Limbaugh shared his thoughts on Wednesday:
What does it say about the college co-ed Sandra Fluke, who goes before a congressional committee and essentially says that she must be paid to have sex? What does that make her? … It makes her a slut, right? It makes her a prostitute. She wants to be paid to have sex. She’s having so much sex she can’t afford the contraception. She wants you and me and the taxpayers to pay her to have sex. What does that make us? We’re the pimps.
This great defender of family values, who has called himself the “intellectual engine” of the conservative movement and commands a unique amount of power over the behavior of the Republicans in and out of Congress, has decided that the best way to wage a policy war is to graphically shame a woman for making a choice that many conservative women — and Limbaugh knows a lot of conservative women — also regularly make.
For whatever reason — cowardice? agreement? annoyance? — Republicans have shied from responding to a letter signed by more than than 70 Democratic representatives asking them to condemn Limbaugh’s comments.
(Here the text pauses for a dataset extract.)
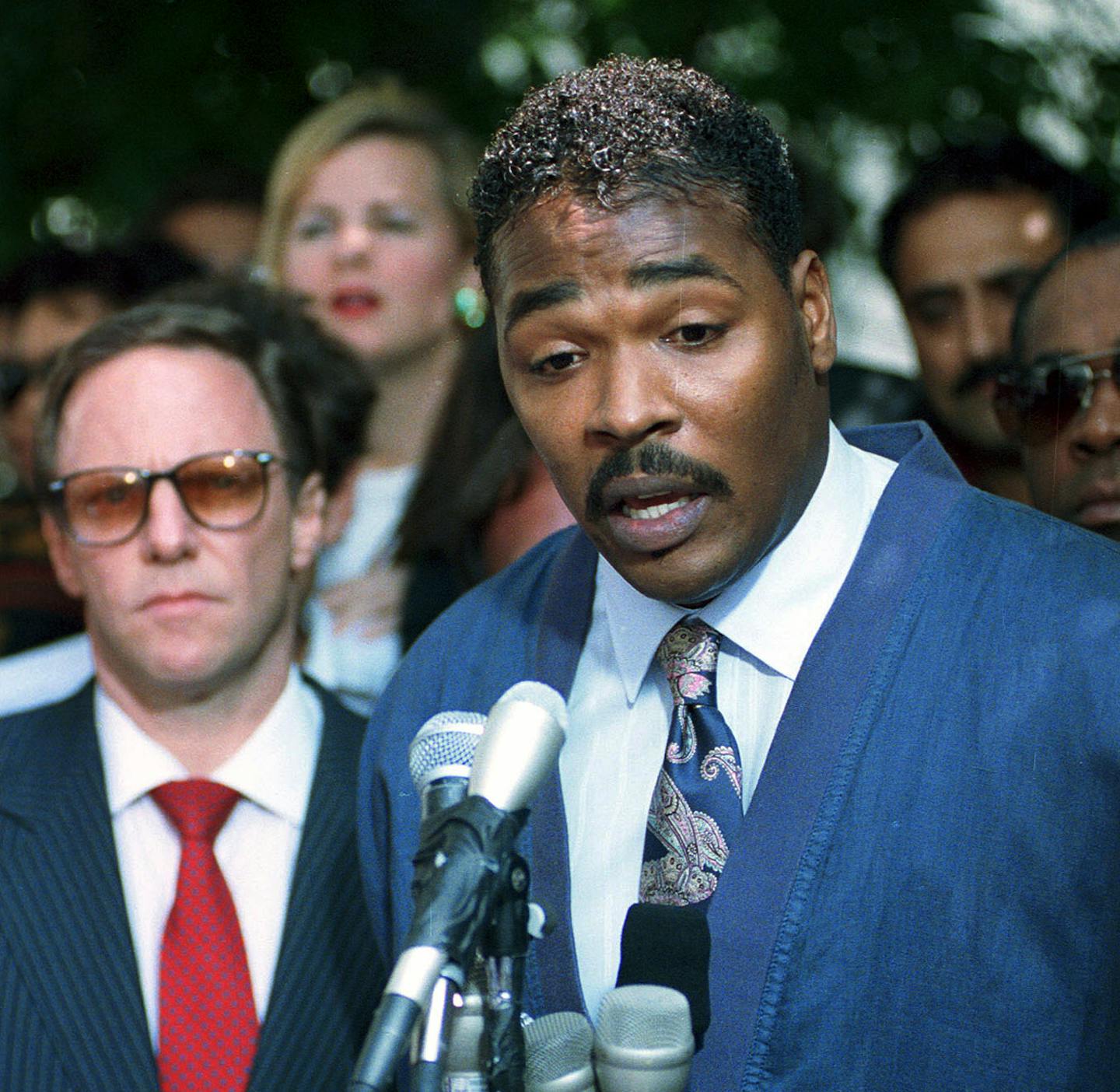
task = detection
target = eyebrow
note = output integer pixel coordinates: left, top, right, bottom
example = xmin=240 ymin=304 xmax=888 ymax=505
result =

Of course, Thursday’s silence coincided with the 51-48 defeat in the Senate of an amendment by Sen. Roy Blunt (R-Missouri) and Sen. Marco Rubio (D-Florida) that would allow companies’ insurance plans to avoid covering the birth control costs (or any other procedure) of employees if there were any moral or religious objections.
Blunt told the Associated Press that the fight “won’t be over until the administration figures out how to accommodate people’s religious views at it relates to these mandates,” making it seem like the fight is for the rights of religious groups. It sounds moderate and inclusive, building an illusion of tolerance for a party that has grown increasingly hostile to any sort of reproductive health rights for women. (Maine Sen. Olympia Snowe, one of the last Republicans who was not anti-abortion, recently decided to retire because of the contraception fight, among other reasons).
Given that 60% of Catholic women supported Obama’s policy even before the newest round of fighting, one might believe that the Republicans would want to start talking about women with respect so they won’t alienate those ever-crucial suburban soccer moms in this fall’s election.
Or maybe, like college, that’s just for snobs.